SU senior’s imagination immerses herself and others in created worlds
SU senior's imagination immerses others in alternate worlds
Justina Hnatowicz has slept overnight in the lab many times during her college career. The Syracuse University senior says that is not uncommon, as it is the nature of her craft. Her overnight venture came as she developed the story of the pudgy bird during her junior year and dedicated her entire semester on the project until it was perfected.
What started as an animation about an eggplant with wings slowly turned into one about a bird who can’t fly, and viewers across the country have fallen in love with the chubby creature.
It was worth it, as her dedication led her to an award-winning animation that has been selected for eight film festivals across the nation, winning awards at six of them.

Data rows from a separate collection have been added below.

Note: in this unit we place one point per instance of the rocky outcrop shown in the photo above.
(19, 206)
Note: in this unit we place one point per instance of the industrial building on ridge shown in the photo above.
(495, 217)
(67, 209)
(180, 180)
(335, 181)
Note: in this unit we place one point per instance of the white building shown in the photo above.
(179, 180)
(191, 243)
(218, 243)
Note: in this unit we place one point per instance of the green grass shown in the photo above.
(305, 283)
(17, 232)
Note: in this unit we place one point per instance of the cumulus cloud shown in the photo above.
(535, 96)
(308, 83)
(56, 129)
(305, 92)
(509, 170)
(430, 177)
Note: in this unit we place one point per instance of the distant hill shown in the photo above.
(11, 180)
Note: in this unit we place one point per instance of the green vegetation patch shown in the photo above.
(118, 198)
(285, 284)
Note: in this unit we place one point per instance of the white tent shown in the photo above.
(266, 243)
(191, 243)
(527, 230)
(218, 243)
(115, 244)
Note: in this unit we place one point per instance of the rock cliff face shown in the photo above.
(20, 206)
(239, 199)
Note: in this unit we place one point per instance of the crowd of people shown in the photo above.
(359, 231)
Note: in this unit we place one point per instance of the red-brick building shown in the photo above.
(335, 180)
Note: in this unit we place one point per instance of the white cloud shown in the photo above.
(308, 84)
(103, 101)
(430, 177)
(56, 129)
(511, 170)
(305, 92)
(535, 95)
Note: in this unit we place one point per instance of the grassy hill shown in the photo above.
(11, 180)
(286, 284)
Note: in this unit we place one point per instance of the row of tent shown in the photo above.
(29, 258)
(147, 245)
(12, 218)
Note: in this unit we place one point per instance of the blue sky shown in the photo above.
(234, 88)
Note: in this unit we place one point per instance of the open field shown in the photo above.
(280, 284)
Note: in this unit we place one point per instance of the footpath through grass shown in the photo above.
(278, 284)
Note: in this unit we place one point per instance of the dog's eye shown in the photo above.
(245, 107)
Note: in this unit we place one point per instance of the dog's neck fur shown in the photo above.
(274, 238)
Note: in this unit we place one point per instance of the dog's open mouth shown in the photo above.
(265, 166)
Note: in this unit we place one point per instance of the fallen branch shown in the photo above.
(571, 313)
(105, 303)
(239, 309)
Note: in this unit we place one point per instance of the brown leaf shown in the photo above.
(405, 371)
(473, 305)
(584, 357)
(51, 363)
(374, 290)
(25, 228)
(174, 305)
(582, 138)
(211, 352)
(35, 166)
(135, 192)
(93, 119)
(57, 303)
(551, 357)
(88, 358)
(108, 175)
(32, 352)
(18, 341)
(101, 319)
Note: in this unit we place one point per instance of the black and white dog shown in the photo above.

The animation world was an unexpected discovery for Hnatowicz. During her sophomore year, she found herself sitting in the dark computer lab facing the giant desktop. Hnatowicz began to cry. It was her first animation class, but she felt as if the gates of heaven had opened. She fell in love with animation, marching to the advising office when it was over in hopes to transfer. Unfortunately, it was too late for Hnatowicz to switch, so she settled for declaring an animation minor.
Hnatowicz’s college career started with a dream to be on CNN after completing a Broadcast and Digital Journalism major at Newhouse. After only a week into classes that plan changed to an Advertising degree with a focus in art direction, which is what she will be graduating with this May. She didn’t expect her major to change yet again when she took that class. By that point Hnatowicz was just looking for a fun minor. She had always loved art, making animation seem like a natural fit.
As a young girl, Justina could often be found in the basement of her Poconos home, building her own world. She constructed play houses out of cut-up shoes and boxes and brought erasers to life by drawing faces on them. Her Legos littered the floors.
The senior still creates these worlds, making sure to place each piece of clutter in the right spot. But this time, she does it on her computer. From the characters to their stories, Hnatowicz says enjoys creating the world from scratch and the power of telling such stories.
From the moment she finishes her other work, until after most go to sleep, Hnatowicz stays in the computer lab or hunched over her barely functioning laptop. To her, animation is not work. Rather, it is a passion and she dedicates her nights to it the way other people watch TV.
“Justina really has the confidence to dive in and solve problems efficiently,” says Heath Hanlin, Associate Professor of Computer Art and Animation. “I think where she may have an edge is that she is highly discerning in terms of coming up with ideas that are familiar enough to not alienate general audiences, but fresh enough to not seem derivative.”
Hnatowicz has grown a lot from the “cripplingly, debilitatingly, shy” person she says she was when she began her time at Syracuse. She largely attributes her personal growth to throwing herself into her newfound love of animation, meeting her current boyfriend, and receiving support from her freshman year roommate, Amanda Greiner.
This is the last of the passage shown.